Section 504 of the Rehabilitation Act of 1973, as amended (2009), is a federal law protecting the rights of persons with disabilities in programs and activities that receive federal financial assistance. The purpose of the Act is to prohibit discrimination on the basis of a disability and to assure that students with disabilities receive all educational opportunities, access to programs and activities, and benefits equal to those afforded to non-disabled students.
Students who are disabled under Section 504 and who do not otherwise qualify for special education or related services, are entitled to reasonable accommodations which may include regular and/or special education and related services if these services are required in order to meet the individual educational needs of students with disabilities as adequately as the needs of non-disabled persons.
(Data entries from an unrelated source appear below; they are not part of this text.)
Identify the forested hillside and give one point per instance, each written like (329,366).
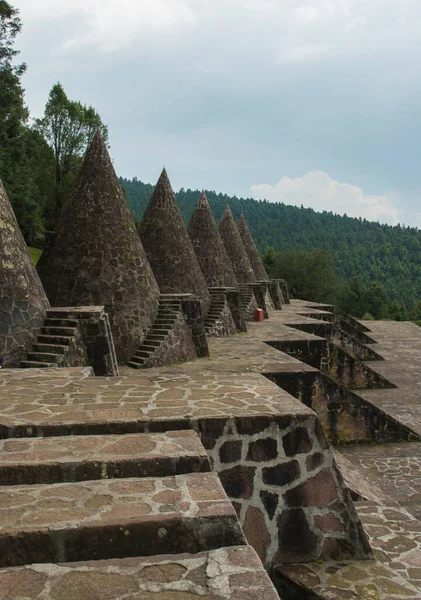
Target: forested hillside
(374,252)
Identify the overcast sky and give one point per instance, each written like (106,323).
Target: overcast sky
(312,102)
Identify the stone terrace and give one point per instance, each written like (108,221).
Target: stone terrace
(266,446)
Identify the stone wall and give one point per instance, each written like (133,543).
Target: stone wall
(284,484)
(276,294)
(340,337)
(97,338)
(192,310)
(334,362)
(23,302)
(346,418)
(234,302)
(224,325)
(177,347)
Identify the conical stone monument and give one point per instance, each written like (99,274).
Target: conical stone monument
(168,247)
(96,256)
(23,302)
(209,248)
(252,251)
(235,249)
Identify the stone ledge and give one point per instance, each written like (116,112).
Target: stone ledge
(80,458)
(233,573)
(115,519)
(395,572)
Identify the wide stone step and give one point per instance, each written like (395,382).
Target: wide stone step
(151,341)
(135,365)
(237,568)
(54,322)
(50,348)
(165,321)
(48,357)
(34,364)
(147,348)
(81,458)
(160,331)
(61,340)
(144,354)
(68,331)
(112,518)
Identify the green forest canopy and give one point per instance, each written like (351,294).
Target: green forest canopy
(363,266)
(374,252)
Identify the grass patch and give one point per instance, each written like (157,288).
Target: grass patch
(35,254)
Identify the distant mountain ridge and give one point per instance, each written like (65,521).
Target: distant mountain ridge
(373,251)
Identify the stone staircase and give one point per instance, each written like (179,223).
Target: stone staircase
(248,301)
(120,515)
(58,345)
(218,303)
(168,314)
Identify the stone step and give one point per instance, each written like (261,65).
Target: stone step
(394,573)
(139,360)
(151,341)
(61,340)
(50,348)
(238,568)
(68,331)
(160,331)
(165,321)
(34,364)
(54,322)
(47,357)
(111,518)
(134,365)
(144,354)
(147,348)
(80,458)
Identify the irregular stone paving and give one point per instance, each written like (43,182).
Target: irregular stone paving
(78,458)
(101,403)
(126,517)
(394,468)
(400,345)
(233,573)
(395,573)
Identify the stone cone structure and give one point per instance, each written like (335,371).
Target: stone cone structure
(210,250)
(235,249)
(23,302)
(167,244)
(96,256)
(252,251)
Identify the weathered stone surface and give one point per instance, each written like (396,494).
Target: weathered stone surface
(23,302)
(79,458)
(270,502)
(96,520)
(319,490)
(96,256)
(168,247)
(232,573)
(281,474)
(238,481)
(262,450)
(389,576)
(298,542)
(252,251)
(256,532)
(296,442)
(230,451)
(209,248)
(235,249)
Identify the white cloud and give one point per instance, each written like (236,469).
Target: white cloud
(108,25)
(317,190)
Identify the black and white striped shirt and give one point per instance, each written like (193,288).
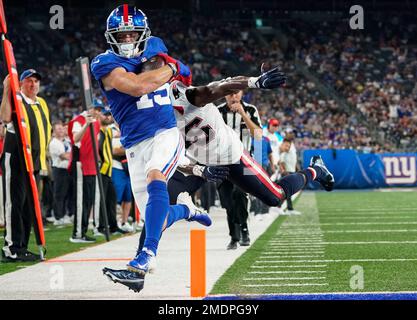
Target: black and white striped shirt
(235,121)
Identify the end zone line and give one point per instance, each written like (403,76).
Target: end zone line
(86,260)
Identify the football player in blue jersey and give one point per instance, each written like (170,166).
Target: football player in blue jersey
(141,105)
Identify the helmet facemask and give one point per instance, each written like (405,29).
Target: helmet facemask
(131,49)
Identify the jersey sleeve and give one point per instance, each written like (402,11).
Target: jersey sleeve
(102,65)
(154,46)
(178,95)
(268,146)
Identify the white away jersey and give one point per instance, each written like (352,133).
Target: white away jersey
(208,140)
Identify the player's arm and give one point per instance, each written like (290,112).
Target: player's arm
(213,174)
(80,132)
(6,108)
(200,96)
(119,151)
(138,84)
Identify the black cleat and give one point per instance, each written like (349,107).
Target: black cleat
(244,238)
(327,181)
(232,245)
(133,280)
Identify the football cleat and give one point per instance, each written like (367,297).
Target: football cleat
(142,263)
(327,181)
(196,213)
(132,280)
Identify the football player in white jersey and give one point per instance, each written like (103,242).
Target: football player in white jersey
(215,148)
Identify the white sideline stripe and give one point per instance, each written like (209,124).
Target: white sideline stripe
(321,266)
(324,293)
(304,246)
(366,217)
(371,231)
(298,243)
(284,285)
(293,262)
(283,278)
(296,236)
(284,252)
(280,272)
(342,260)
(354,242)
(291,256)
(363,223)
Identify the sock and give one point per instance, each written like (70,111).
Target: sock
(293,183)
(155,213)
(313,173)
(142,240)
(177,212)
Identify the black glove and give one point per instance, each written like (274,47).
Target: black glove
(271,79)
(215,174)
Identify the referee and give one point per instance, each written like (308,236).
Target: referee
(17,195)
(244,119)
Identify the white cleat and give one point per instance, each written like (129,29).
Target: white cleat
(196,213)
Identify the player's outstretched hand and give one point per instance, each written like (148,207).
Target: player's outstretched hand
(182,69)
(271,79)
(215,174)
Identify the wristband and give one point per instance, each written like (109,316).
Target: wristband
(198,171)
(252,82)
(173,68)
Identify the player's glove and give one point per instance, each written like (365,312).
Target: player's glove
(271,79)
(215,174)
(212,174)
(178,67)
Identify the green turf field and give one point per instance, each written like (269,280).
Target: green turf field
(57,244)
(343,242)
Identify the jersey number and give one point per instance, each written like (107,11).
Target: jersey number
(208,134)
(159,97)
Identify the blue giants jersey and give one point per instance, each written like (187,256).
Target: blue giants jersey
(139,118)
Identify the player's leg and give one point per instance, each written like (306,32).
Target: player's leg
(14,198)
(250,177)
(160,155)
(177,184)
(225,190)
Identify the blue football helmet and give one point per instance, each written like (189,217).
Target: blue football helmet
(127,18)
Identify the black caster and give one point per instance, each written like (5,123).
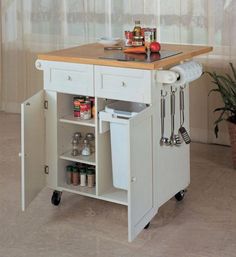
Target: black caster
(56,198)
(180,195)
(147,226)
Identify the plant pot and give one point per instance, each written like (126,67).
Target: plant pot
(232,134)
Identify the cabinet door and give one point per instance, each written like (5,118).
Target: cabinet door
(140,194)
(32,147)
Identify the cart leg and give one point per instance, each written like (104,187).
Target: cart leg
(180,195)
(147,226)
(56,197)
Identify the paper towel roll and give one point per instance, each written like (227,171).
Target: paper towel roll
(188,72)
(166,76)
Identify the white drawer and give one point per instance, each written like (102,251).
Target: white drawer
(123,84)
(70,78)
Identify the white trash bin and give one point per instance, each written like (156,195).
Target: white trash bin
(118,114)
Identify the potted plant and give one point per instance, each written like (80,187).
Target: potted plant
(225,85)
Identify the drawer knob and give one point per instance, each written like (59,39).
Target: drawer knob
(123,84)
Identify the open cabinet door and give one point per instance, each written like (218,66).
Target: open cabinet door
(32,148)
(140,194)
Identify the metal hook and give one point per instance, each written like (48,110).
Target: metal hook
(163,95)
(173,91)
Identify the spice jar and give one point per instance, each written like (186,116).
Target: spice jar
(69,170)
(75,146)
(91,176)
(82,177)
(86,148)
(137,31)
(75,176)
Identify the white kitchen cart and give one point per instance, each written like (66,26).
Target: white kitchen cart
(156,173)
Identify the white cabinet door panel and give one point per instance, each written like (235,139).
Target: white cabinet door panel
(123,84)
(140,195)
(32,147)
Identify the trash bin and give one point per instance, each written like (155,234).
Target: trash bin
(118,114)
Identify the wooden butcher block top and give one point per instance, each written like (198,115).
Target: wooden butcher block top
(94,54)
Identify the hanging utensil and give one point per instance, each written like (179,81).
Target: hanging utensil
(182,131)
(174,139)
(164,140)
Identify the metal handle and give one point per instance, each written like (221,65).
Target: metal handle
(181,104)
(162,115)
(123,84)
(172,103)
(172,109)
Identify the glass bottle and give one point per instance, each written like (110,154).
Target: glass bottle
(69,170)
(75,147)
(137,31)
(82,177)
(91,177)
(86,150)
(75,176)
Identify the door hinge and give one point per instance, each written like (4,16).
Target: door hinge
(45,104)
(46,169)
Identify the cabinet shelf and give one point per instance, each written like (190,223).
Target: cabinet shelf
(72,120)
(86,191)
(115,195)
(80,158)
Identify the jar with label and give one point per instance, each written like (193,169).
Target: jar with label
(85,110)
(82,177)
(91,176)
(128,38)
(86,150)
(75,147)
(75,176)
(137,31)
(69,170)
(93,108)
(137,41)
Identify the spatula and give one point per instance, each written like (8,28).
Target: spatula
(182,130)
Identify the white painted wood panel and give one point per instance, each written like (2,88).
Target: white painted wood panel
(73,78)
(32,148)
(140,194)
(123,84)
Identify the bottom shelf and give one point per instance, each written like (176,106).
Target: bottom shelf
(86,191)
(115,195)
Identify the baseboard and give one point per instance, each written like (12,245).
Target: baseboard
(11,107)
(207,136)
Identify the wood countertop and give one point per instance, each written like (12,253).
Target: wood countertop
(90,53)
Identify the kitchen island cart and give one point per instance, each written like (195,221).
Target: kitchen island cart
(156,172)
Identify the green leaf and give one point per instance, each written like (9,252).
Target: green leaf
(233,70)
(216,130)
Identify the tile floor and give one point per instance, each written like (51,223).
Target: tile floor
(203,225)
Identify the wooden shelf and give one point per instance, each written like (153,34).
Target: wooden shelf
(86,191)
(115,195)
(80,158)
(72,120)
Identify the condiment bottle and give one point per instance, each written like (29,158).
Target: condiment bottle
(69,170)
(137,31)
(86,148)
(91,177)
(82,177)
(75,176)
(75,146)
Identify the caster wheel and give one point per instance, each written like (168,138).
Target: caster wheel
(180,195)
(56,198)
(147,226)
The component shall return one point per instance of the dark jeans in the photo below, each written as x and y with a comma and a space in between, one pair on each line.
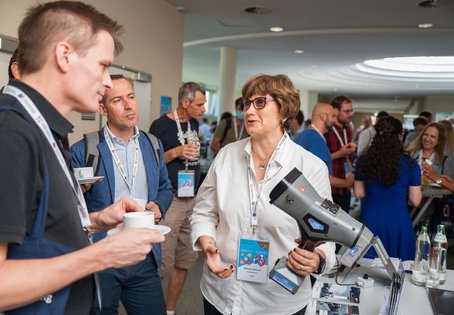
211, 310
343, 201
139, 288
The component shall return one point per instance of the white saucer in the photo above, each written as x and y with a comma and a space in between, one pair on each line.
162, 228
89, 180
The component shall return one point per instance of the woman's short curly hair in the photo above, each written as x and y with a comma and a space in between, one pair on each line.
280, 88
381, 161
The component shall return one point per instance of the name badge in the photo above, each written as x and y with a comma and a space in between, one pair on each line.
253, 260
186, 183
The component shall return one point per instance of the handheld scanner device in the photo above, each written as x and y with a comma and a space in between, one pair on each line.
319, 220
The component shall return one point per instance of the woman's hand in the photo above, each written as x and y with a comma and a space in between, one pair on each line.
428, 171
213, 258
303, 262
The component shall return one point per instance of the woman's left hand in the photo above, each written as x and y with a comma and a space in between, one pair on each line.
428, 171
302, 261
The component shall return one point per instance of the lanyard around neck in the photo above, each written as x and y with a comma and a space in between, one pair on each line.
343, 143
129, 184
181, 134
180, 130
38, 118
254, 194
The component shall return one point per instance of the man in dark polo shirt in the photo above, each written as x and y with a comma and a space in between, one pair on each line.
65, 49
339, 140
178, 132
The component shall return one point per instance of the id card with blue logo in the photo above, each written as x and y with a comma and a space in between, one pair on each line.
186, 183
253, 260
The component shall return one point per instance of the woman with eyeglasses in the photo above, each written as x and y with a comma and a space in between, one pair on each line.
234, 225
429, 150
437, 169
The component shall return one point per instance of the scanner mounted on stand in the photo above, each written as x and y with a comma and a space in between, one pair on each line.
320, 220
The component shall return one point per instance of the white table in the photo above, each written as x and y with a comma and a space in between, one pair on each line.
414, 299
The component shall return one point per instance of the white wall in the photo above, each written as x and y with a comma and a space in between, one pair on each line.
153, 43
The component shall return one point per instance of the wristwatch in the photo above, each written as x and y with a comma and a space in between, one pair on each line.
321, 265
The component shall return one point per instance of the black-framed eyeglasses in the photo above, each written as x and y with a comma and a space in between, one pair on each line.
259, 102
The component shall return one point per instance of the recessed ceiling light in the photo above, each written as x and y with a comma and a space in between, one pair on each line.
425, 25
425, 64
276, 29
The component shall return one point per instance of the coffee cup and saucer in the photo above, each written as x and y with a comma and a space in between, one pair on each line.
140, 219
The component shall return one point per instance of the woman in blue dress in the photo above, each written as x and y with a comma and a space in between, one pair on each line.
385, 178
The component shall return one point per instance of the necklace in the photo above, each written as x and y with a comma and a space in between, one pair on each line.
261, 161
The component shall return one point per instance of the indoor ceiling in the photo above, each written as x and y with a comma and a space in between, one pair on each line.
335, 35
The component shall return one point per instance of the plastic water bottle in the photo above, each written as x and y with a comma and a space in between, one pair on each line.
421, 264
437, 271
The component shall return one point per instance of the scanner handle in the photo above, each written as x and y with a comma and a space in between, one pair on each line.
307, 245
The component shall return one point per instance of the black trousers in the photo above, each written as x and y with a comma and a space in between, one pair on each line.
209, 309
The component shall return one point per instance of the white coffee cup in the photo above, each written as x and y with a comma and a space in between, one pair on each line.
83, 172
141, 202
142, 219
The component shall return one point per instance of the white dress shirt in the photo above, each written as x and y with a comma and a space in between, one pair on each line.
223, 212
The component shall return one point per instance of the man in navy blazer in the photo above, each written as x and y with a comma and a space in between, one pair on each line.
129, 164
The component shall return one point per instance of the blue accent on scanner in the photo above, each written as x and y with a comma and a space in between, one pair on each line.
284, 281
315, 224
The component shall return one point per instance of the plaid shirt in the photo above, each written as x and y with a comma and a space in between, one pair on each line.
338, 164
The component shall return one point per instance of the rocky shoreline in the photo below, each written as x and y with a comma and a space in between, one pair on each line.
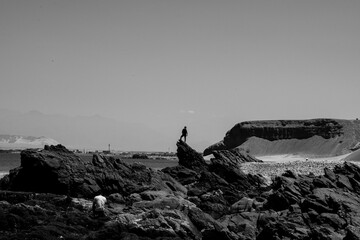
50, 197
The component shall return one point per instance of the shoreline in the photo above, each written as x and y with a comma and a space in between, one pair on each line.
276, 165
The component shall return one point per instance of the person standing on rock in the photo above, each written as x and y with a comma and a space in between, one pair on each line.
99, 206
184, 134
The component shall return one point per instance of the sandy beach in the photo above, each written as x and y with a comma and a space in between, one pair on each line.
277, 164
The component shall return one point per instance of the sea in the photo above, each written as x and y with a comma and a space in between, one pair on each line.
10, 161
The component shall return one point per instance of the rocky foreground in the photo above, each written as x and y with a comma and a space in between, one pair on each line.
50, 197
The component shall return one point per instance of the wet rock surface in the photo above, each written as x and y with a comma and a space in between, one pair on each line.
329, 137
195, 200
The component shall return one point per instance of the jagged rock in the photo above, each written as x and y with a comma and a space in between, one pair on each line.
218, 201
57, 170
182, 174
189, 158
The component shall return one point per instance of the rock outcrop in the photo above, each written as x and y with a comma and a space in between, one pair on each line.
327, 137
57, 170
217, 201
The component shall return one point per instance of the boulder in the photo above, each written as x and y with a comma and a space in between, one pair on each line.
57, 170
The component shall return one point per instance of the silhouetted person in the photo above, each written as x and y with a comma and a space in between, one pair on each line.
184, 134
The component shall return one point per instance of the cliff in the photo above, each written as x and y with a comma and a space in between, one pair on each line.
315, 137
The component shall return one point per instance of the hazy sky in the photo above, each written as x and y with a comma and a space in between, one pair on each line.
165, 63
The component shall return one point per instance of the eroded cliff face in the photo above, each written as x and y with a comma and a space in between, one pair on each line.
341, 135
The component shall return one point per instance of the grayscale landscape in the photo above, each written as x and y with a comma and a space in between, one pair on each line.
203, 119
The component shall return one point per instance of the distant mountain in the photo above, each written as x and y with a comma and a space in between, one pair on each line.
90, 132
22, 142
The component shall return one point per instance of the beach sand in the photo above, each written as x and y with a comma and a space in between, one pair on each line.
277, 164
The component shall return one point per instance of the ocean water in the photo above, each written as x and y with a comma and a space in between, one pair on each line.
9, 161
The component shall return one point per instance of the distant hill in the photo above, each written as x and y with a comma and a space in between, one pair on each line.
313, 137
22, 142
91, 132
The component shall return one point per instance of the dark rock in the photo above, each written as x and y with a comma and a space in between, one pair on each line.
189, 158
59, 171
182, 174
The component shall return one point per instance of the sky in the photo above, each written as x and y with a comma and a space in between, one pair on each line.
166, 64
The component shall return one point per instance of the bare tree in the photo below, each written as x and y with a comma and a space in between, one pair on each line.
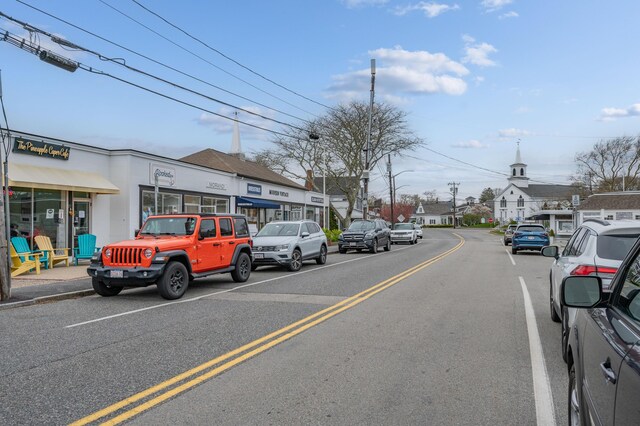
339, 151
609, 165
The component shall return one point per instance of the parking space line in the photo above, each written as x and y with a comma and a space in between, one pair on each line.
545, 412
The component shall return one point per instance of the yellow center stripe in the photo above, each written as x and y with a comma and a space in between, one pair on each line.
272, 340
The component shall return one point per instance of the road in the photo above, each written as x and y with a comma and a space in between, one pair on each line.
453, 330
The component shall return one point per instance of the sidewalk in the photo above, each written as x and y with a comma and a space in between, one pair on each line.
60, 282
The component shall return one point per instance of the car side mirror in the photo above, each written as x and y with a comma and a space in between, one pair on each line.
581, 291
550, 251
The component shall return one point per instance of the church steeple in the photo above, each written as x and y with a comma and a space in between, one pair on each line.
519, 171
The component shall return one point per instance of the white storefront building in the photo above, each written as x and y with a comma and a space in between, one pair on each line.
63, 189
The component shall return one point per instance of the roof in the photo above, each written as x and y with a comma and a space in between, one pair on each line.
629, 200
234, 164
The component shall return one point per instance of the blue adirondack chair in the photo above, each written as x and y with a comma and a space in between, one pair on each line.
23, 250
86, 247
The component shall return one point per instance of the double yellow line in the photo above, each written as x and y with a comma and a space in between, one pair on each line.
243, 353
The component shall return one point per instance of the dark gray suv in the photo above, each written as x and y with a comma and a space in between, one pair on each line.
365, 234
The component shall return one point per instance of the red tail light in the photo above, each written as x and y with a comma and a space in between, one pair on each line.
592, 269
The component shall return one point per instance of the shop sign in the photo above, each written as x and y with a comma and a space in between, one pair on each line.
253, 188
279, 193
41, 149
217, 186
166, 175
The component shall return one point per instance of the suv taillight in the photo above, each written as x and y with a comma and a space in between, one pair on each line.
592, 269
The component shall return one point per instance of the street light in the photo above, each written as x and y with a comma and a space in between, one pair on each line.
315, 137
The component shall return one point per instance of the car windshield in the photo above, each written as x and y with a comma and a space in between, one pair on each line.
615, 247
403, 226
361, 225
530, 228
279, 229
169, 226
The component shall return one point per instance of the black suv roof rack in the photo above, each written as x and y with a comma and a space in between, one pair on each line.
600, 221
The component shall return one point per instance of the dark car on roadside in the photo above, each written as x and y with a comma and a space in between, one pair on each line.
508, 233
603, 350
365, 234
529, 236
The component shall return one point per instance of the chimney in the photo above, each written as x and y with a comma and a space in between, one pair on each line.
309, 180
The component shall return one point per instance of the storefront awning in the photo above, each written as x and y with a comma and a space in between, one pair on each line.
256, 203
53, 178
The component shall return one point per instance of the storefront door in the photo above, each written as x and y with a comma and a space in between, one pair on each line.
81, 218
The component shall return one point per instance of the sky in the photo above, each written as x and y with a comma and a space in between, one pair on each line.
475, 78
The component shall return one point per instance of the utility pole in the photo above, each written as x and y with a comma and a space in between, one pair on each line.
5, 233
454, 191
391, 194
365, 174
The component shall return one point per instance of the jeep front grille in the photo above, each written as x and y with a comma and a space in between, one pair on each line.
126, 256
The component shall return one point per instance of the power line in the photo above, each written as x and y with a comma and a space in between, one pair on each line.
227, 57
28, 27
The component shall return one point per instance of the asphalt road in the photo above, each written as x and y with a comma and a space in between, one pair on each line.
433, 333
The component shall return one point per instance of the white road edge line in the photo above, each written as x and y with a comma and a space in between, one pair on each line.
193, 299
545, 411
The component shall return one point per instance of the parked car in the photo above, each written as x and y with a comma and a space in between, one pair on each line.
366, 234
596, 248
603, 351
171, 250
529, 236
508, 233
418, 229
404, 233
289, 243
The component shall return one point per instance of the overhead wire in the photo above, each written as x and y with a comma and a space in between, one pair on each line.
150, 59
227, 57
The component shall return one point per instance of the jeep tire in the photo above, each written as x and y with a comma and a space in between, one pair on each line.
174, 281
103, 289
243, 268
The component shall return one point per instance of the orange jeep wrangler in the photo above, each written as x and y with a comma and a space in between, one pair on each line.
171, 250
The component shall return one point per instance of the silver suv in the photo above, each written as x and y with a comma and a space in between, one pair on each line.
289, 243
596, 248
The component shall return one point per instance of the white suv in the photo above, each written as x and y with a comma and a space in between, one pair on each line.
289, 243
596, 248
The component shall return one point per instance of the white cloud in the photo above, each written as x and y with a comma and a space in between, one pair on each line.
512, 133
508, 15
430, 9
402, 71
477, 53
472, 144
609, 114
353, 4
493, 5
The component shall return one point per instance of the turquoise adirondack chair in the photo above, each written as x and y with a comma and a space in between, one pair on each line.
24, 251
86, 247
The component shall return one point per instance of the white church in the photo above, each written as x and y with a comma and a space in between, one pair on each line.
522, 200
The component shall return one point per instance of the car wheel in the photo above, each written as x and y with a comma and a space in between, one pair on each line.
296, 261
322, 259
174, 281
573, 402
243, 268
554, 315
103, 289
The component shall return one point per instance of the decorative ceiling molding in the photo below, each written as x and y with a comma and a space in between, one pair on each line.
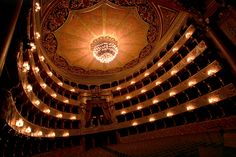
59, 14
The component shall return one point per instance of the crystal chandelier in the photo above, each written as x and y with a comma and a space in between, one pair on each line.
104, 49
Section 504 defines a disabled person as any person who:
- has a physical or mental impairment that substantially limits one or more major life activities,
- has a record of such impairment, or
- is regarded as having such an impairment.
An eligible student under Section 504 is one who: has a record of having, or is regarded as having a physical or mental impairment that substantially limits one or more major life activities include, but are not limited to:
- caring for oneself
- performing manual tasks
A major life activity also includes the operation of a major bodily function or system, including but not limited to:
- functions of the immune system
- normal cell growth
- digestive system
- bowel function
- bladder function
- neurological processes
- brain function
- respiratory system
- circulatory system
- endocrine system
- reproductive system
Office of Civil Rights guidance indicates that in “virtually every case,” diabetes, epilepsy, bipolar disorder, and autism will result in eligibility under Section 504. Extensive documentation or analysis should not be required for these impairments. In Texas, Dyslexia also qualifies.